Luciano Tamini, scomparso a 84 anni, ha donato 4 milioni di euro ai dipendenti dell'azienda di famiglia che ha guidato per oltre 60 anni

Luciano Tamini, per decenni a capo dell'omonima azienda di famiglia, ha deciso di lasciare un regalo importante ai suoi (ex) dipendenti: 4 milioni di euro da dividere tra i collaboratori di una vita. Con una regola particolare, 15 mila euro agli operai e 10 mila agli impiegati, «perché è giusto dare qualcosina in più a chi guadagna meno».

LUCIANO TAMINI LASCIA 4 MILIONI AI DIPENDENTI

Classe 1932, Tamini aveva preso la guida dell'azienda di Melegnano a 21 anni dopo la morte del padre, che aveva fondato la fabbrica di trasformatori nel 1916 (anche se agli inizia era un'officina meccanica). Quando gli è stata diagnosticata una malattia terminale, Luciano i è ricordato prima di tutto dei "suoi" 300 dipendenti, nonostante avesse dovuto cedere il controllo dell'azienda a Terna: «Vorrei lasciare un ricordo». E così dopo la sua morte a 84 anni, i lavoratori hanno ricevuto questa cospicua eredità.

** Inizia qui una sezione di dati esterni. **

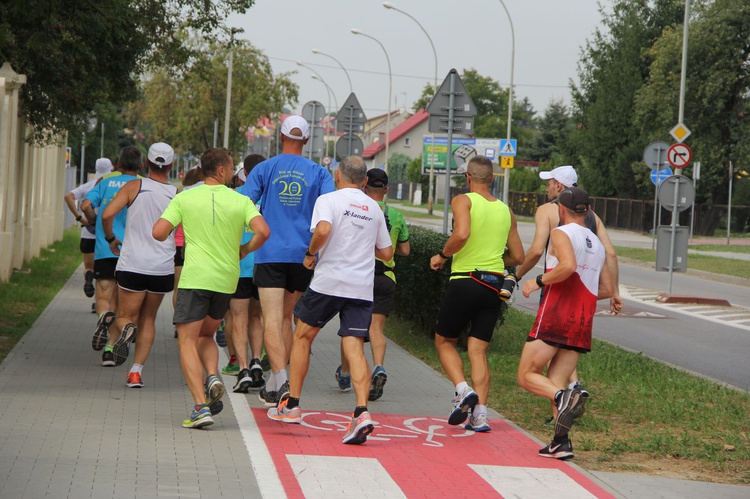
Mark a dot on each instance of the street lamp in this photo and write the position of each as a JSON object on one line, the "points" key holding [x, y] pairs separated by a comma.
{"points": [[328, 125], [229, 84], [390, 89], [316, 51], [506, 177], [390, 6]]}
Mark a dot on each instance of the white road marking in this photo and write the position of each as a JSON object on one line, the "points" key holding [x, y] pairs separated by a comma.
{"points": [[531, 483]]}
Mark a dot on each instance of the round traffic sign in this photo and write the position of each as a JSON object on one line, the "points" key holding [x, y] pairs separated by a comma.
{"points": [[659, 176], [679, 155]]}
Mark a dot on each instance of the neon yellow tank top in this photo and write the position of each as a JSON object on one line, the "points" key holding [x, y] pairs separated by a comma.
{"points": [[490, 225]]}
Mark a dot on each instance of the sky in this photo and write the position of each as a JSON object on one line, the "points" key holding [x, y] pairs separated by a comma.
{"points": [[549, 36]]}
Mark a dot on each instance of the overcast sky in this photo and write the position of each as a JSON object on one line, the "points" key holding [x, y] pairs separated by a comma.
{"points": [[467, 34]]}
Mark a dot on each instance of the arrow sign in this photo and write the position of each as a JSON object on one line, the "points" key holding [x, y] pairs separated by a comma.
{"points": [[463, 106], [679, 155]]}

Tamini è stata per decenni leader nella produzione di trasformatori elettrici per gli altoforni dell'industria siderurgica, in particolare nel bresciano. Nel 2014, a causa della globalizzazione, aveva maturato la decisione di vendere a Terna, nonostante i conti fossero ancora in attivo, per «assicurare un futuro al marchio e sopratutto ai lavoratori». «Non è mai stato licenziato nessuno, non è mai stata fatta un’ora di cassa integrazione e non ci sono debiti con le banche", ripeteva con orgoglio Tamini, come ricorda il Corriere della Sera . Anche se con il cambio ai vertici di Terna, si era iniziato a parlare di cassa integrazione: i contrasti con i nuovi proprietari avevano portato all'estromissione di Luciano dalla carica di presidente onorario.